Against this backdrop, Burnham’s “in hock” comments and talk of a radical policy agenda – involving the renationalisation of energy and water – have set him at a disadvantage in the City. Relatively speaking, investors favour keeping Starmer and the chancellor, Rachel Reeves, given their apparent readiness to burn political goodwill to balance the books.

Of course the bond market has no vote in the Labour leadership. The party’s members, and the needs of the country at large, are of more importance. But there is also a recognition that it cannot be entirely ignored.

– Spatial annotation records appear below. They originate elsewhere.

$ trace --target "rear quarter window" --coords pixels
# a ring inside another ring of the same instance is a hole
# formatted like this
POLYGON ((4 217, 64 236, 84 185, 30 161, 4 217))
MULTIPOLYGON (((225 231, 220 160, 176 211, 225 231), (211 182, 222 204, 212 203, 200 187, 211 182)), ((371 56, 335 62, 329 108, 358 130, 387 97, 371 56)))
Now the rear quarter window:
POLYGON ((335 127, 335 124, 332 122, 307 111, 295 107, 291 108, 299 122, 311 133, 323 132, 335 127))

On Monday the International Monetary Fund signalled that whoever holds power in Britain – regardless of political party – would need to face up to the “economic realities” of debt levels close to 100% of GDP and the general rise in borrowing costs for governments worldwide.

Britain has “limited fiscal space” to do things differently, the Washington-based fund said. With investors watching closely, adding to already elevated borrowing levels could risk provoking debt spiral dynamics, whereby the rising debt costs add further to borrowing while also squeezing out capacity to spend on other priorities.

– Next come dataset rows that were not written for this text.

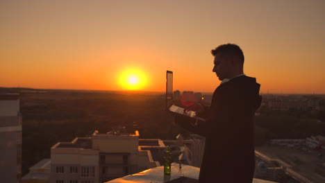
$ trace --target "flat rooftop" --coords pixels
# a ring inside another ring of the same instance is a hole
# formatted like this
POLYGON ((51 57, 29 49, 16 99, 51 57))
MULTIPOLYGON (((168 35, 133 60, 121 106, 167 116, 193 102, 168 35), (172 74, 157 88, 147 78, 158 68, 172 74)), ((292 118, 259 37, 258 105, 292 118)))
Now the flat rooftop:
POLYGON ((60 142, 57 148, 84 148, 91 149, 92 147, 92 137, 77 137, 72 142, 60 142))
POLYGON ((139 139, 139 146, 160 146, 158 139, 139 139))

Within Labour ranks the memory of Liz Truss’s short-lived premiership remains fresh, after the surge in borrowing costs for mortgage holders and businesses that the bond market backlash to her mini-budget provoked.

In Burnham’s policy circles, the view is that Reeves’s fiscal rules – despite representing adherence to bond market discipline – could only be overhauled from a position of strength.

However, the idea is that Labour has more scope to tweak its tax and spending positions than is being utilised, should Downing Street be willing to make the case.

So far, that has been reflected in Burnham’s tone, as well as some policy suggestions which are yet to be fleshed out in detail – such as an idea to increase borrowing outside the fiscal rules to allow for a rise in defence spending.

As the Labour leadership fight intensifies – without a big shift in the global backdrop – Britain’s bond market constraints could mean Burnham continues with a more pragmatic stance: not quite in hock, but not footloose either.